Thanks to Andrew Hudak (USDA Forest Service Rocky Mountain Research Station) for the inclusion of the [Moscow Mountain / St. Joes dataset](https://sknnr.readthedocs.io/en/latest/api/datasets/moscow_stjoes) (Hudak 2010), and the USDA Forest Service Region 6 Ecology Team for the inclusion of the [SWO Ecoplot dataset](https://sknnr.readthedocs.io/en/latest/api/datasets/swo_ecoplot) (Atzet et al., 1996). Development of this package was funded by:

- an appointment to the United States Forest Service (USFS) Research Participation Program administered by the Oak Ridge Institute for Science and Education (ORISE) through an interagency agreement between the U.S. Department of Energy (DOE) and the U.S. Department of Agriculture (USDA).
- a joint venture agreement between USFS Pacific Northwest Research Station and Oregon State University (agreement 19-JV-11261959-064).
- a cost-reimbursable agreement between USFS Region 6 and Oregon State University (agreeement 21-CR-11062756-046).

## References

- Atzet, T, DE White, LA McCrimmon, PA Martinez, PR Fong, and VD Randall. 1996. Field guide to the forested plant associations of southwestern Oregon. USDA Forest Service. Pacific Northwest Region, Technical Paper R6-NR-ECOL-TP-17-96.
- Crookston, NL, Finley, AO. 2008. yaImpute: An R package for kNN imputation. Journal of Statistical Software, 23(10), 16.
- Hudak, A.T. 2010. Field plot measures and predictive maps for "Nearest neighbor imputation of species-level, plot-scale forest structure attributes from LiDAR data". Fort Collins, CO: U.S. Department of Agriculture, Forest Service, Rocky Mountain Research Station. https://www.fs.usda.gov/rds/archive/Catalog/RDS-2010-0012.
- Moeur M, Stage AR. 1995. Most Similar Neighbor: An Improved Sampling Inference Procedure for Natural Resources Planning. Forest Science, 41(2), 337–359.
- Ohmann JL, Gregory MJ. 2002. Predictive Mapping of Forest Composition and Structure with Direct Gradient Analysis and Nearest Neighbor Imputation in Coastal Oregon, USA. Canadian Journal of Forest Research, 32, 725–741.

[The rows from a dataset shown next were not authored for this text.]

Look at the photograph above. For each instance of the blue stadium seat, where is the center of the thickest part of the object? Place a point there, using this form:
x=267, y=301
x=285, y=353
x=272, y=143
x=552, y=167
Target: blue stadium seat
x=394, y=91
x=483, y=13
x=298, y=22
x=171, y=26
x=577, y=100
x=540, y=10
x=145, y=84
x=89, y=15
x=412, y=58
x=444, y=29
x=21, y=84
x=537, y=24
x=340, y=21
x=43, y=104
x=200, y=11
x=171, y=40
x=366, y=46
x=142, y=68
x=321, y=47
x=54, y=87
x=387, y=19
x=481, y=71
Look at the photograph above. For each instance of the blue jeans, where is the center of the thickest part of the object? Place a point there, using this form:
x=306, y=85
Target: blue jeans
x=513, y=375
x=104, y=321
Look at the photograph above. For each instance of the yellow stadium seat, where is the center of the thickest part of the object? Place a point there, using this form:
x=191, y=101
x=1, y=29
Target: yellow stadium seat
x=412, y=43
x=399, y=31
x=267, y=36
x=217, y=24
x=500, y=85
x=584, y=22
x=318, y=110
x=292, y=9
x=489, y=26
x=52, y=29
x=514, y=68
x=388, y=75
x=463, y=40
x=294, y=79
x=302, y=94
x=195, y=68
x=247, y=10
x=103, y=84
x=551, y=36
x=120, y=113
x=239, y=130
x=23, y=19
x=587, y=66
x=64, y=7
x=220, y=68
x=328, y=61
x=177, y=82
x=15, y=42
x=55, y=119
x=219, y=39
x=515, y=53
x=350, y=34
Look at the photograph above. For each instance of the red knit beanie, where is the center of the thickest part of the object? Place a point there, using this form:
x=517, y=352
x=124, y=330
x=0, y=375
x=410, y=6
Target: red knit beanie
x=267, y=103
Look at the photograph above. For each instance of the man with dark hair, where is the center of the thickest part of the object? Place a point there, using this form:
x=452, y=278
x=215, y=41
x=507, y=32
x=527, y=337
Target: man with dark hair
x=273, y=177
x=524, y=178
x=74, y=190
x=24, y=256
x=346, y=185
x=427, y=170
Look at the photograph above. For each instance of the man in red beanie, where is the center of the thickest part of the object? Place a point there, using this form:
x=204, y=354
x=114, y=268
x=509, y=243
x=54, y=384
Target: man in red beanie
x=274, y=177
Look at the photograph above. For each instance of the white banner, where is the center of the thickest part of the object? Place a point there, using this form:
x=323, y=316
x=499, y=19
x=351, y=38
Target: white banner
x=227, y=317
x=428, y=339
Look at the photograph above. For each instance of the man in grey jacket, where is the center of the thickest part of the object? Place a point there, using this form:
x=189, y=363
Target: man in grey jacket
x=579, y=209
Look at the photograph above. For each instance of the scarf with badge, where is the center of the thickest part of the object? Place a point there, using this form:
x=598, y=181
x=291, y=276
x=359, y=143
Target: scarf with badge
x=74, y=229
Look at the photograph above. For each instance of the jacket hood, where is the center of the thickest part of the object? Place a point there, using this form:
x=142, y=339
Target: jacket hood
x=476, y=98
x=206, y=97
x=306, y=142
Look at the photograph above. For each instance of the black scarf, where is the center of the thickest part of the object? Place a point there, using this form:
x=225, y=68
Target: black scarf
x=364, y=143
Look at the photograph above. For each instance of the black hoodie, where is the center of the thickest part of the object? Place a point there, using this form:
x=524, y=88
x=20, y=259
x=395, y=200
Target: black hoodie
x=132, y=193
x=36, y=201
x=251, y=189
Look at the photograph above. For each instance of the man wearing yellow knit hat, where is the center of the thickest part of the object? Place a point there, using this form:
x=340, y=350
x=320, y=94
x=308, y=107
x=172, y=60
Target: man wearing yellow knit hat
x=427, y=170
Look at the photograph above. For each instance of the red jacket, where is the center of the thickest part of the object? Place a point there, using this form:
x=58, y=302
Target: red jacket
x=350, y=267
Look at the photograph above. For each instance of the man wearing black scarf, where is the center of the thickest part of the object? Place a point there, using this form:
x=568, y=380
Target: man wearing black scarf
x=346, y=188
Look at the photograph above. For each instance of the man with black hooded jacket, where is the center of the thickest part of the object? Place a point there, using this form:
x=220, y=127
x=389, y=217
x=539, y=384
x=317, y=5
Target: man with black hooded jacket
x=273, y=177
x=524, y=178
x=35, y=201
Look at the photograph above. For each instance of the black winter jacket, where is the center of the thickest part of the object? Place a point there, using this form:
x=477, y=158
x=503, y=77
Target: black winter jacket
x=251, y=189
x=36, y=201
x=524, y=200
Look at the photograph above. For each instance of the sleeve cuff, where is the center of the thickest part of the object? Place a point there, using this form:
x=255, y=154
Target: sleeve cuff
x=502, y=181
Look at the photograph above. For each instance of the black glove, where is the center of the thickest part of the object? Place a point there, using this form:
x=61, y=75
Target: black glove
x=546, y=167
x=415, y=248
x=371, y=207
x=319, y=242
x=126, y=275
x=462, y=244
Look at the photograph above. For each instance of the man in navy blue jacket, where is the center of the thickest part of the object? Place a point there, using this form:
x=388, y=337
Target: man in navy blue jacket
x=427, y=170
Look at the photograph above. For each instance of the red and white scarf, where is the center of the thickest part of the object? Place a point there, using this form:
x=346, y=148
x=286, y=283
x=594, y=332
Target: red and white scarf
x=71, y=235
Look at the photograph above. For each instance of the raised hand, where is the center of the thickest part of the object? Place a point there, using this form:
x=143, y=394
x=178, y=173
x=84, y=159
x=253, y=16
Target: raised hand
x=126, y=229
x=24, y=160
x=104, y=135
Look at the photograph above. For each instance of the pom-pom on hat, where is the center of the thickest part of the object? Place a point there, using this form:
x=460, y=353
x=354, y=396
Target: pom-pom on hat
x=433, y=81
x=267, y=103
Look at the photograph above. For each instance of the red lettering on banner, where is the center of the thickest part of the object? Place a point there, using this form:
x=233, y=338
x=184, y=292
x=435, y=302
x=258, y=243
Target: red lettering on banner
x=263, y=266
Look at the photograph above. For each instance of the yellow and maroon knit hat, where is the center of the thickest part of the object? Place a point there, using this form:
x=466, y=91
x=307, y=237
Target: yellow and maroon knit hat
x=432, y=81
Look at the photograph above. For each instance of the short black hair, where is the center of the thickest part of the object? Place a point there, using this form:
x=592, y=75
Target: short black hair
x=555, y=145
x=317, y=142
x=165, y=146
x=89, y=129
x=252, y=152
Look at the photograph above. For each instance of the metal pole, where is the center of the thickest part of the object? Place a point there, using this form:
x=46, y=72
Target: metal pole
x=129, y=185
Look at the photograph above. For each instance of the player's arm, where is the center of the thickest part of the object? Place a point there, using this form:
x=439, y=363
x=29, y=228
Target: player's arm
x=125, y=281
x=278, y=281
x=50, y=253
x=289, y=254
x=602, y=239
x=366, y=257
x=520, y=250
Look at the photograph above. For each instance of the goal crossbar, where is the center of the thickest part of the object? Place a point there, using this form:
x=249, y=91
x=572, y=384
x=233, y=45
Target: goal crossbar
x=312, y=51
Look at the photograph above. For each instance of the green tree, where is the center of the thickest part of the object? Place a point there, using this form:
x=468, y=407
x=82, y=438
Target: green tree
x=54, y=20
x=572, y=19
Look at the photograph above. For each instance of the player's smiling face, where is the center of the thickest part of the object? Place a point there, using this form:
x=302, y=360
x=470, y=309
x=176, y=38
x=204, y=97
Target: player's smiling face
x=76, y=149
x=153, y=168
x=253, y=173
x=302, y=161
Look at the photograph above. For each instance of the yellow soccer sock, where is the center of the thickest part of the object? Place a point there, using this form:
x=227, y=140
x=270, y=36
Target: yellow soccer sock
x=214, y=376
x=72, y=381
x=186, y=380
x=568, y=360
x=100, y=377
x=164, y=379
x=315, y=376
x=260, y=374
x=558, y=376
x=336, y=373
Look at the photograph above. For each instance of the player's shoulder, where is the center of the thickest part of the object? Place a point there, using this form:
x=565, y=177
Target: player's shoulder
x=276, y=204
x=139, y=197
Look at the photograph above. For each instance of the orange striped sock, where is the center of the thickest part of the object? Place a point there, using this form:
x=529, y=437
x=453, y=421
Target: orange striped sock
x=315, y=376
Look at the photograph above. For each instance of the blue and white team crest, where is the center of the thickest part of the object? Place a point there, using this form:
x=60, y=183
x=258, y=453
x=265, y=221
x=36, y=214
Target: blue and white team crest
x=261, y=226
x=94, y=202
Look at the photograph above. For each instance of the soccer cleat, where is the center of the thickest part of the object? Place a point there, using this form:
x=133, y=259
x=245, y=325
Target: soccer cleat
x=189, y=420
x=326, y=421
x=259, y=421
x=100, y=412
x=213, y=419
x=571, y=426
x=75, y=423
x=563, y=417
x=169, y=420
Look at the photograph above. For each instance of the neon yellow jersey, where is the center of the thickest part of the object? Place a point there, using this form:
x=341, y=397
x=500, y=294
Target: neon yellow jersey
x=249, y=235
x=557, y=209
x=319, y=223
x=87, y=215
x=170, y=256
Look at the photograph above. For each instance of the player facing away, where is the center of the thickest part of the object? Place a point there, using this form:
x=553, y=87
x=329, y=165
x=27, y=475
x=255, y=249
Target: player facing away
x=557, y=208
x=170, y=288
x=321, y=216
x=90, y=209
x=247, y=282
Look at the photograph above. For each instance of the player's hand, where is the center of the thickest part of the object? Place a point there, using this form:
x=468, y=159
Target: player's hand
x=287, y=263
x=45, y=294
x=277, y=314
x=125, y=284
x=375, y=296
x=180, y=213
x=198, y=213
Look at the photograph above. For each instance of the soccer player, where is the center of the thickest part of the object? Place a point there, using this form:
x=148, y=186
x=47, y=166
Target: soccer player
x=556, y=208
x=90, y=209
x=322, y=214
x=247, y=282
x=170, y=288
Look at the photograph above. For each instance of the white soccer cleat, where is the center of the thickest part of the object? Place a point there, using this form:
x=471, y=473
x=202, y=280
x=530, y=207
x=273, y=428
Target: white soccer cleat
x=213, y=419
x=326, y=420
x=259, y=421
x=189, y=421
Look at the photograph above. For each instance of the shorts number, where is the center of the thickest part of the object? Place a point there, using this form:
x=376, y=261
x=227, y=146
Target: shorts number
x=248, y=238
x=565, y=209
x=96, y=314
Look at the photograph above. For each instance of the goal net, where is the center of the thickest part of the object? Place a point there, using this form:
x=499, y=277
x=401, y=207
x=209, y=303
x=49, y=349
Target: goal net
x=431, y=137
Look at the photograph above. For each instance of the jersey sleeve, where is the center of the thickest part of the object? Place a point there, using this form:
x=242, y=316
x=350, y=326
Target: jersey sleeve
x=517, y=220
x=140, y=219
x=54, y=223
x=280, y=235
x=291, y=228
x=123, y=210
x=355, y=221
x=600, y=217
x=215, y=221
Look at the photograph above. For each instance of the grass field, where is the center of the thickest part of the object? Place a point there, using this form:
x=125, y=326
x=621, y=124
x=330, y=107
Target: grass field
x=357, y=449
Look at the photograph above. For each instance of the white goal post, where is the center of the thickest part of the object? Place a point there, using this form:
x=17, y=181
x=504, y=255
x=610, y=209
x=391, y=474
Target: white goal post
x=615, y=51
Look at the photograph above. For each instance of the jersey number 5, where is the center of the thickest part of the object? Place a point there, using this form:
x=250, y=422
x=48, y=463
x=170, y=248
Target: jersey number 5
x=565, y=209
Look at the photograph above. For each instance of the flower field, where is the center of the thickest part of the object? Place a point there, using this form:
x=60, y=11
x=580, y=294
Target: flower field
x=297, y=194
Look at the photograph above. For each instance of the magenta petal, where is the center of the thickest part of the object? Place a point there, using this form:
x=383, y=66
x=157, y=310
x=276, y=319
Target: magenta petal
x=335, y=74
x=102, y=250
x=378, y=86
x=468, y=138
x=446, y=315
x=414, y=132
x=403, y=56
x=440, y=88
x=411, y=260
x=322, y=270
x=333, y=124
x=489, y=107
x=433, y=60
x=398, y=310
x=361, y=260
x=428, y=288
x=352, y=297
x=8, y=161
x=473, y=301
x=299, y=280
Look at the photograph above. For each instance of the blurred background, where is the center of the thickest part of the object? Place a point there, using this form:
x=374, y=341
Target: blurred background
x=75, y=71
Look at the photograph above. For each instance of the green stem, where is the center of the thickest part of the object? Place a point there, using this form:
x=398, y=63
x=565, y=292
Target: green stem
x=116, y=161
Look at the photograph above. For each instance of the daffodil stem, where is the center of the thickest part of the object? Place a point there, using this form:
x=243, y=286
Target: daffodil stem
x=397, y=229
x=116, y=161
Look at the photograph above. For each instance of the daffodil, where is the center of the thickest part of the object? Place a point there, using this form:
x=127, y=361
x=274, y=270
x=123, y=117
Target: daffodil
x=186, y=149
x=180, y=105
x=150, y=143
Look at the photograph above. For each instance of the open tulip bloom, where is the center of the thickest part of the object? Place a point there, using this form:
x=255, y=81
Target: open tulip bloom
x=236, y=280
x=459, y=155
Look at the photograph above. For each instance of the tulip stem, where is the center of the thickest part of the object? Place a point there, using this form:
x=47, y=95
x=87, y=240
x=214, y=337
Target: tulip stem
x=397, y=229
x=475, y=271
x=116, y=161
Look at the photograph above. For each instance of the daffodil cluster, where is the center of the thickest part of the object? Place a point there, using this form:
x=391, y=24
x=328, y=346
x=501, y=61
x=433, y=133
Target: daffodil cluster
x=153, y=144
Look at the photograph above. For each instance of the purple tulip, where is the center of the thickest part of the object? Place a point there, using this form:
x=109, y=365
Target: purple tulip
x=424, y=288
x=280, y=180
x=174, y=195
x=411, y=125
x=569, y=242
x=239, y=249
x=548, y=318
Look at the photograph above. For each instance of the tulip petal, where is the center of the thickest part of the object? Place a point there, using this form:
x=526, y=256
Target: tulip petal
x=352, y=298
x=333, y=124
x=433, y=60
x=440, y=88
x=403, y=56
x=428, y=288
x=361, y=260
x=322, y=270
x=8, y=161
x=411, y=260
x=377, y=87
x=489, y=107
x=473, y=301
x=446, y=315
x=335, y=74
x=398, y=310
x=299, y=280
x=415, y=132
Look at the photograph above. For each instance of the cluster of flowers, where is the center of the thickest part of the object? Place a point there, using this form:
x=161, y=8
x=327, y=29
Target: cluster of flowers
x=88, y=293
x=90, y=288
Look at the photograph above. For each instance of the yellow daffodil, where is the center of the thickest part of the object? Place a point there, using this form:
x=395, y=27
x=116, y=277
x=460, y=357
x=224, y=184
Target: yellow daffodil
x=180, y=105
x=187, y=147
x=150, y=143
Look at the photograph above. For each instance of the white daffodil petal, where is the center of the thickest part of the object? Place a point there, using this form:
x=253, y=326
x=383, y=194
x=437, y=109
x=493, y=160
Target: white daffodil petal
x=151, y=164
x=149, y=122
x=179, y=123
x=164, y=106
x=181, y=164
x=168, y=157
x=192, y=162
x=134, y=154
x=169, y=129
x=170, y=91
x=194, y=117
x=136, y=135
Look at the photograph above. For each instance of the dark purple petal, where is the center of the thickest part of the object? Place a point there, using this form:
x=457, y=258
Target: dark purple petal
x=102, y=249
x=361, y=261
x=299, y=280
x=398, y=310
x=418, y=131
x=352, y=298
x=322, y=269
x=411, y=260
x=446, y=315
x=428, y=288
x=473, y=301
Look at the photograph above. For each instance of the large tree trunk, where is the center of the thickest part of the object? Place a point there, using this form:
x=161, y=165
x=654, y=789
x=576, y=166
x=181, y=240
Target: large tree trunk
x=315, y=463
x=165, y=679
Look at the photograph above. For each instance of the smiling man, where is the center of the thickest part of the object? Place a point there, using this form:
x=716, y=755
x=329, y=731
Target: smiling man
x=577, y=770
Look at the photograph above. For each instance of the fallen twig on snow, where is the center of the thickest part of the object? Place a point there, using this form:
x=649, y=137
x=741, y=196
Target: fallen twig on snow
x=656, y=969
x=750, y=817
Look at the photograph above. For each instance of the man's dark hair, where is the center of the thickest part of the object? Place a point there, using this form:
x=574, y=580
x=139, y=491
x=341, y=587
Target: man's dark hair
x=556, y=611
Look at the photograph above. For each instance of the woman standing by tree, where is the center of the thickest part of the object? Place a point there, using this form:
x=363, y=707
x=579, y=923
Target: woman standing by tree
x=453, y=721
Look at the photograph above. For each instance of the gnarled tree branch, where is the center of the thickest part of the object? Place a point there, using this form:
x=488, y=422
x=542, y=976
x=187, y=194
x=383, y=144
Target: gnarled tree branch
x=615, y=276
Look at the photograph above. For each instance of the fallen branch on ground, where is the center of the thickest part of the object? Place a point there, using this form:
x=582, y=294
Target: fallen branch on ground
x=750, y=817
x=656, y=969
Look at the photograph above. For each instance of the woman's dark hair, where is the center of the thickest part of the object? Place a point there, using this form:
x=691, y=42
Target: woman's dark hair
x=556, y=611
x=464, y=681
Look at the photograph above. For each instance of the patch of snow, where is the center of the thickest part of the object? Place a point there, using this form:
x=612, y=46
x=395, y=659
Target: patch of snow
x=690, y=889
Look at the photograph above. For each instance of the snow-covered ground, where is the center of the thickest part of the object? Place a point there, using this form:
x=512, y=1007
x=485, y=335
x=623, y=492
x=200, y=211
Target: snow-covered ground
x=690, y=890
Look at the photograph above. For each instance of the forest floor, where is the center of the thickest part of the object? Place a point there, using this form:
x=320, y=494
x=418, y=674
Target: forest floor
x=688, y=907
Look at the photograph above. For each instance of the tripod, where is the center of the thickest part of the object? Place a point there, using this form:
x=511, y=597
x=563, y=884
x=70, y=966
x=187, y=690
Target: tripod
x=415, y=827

[^imputation]: In a mapping context, kNN imputation refers to predicting feature values for a target from its k-nearest neighbors, and should not be confused with the usual `scikit-learn` usage as a pre-filling strategy for missing input data, e.g. [`KNNImputer`](https://scikit-learn.org/stable/modules/generated/sklearn.impute.KNNImputer.html).
[^rfnn]: In [development](https://github.com/lemma-osu/sknnr/issues/24)!
[^validation]: All estimators and parameters with equivalent functionality in `yaImpute` are tested to 3 decimal places against the R package.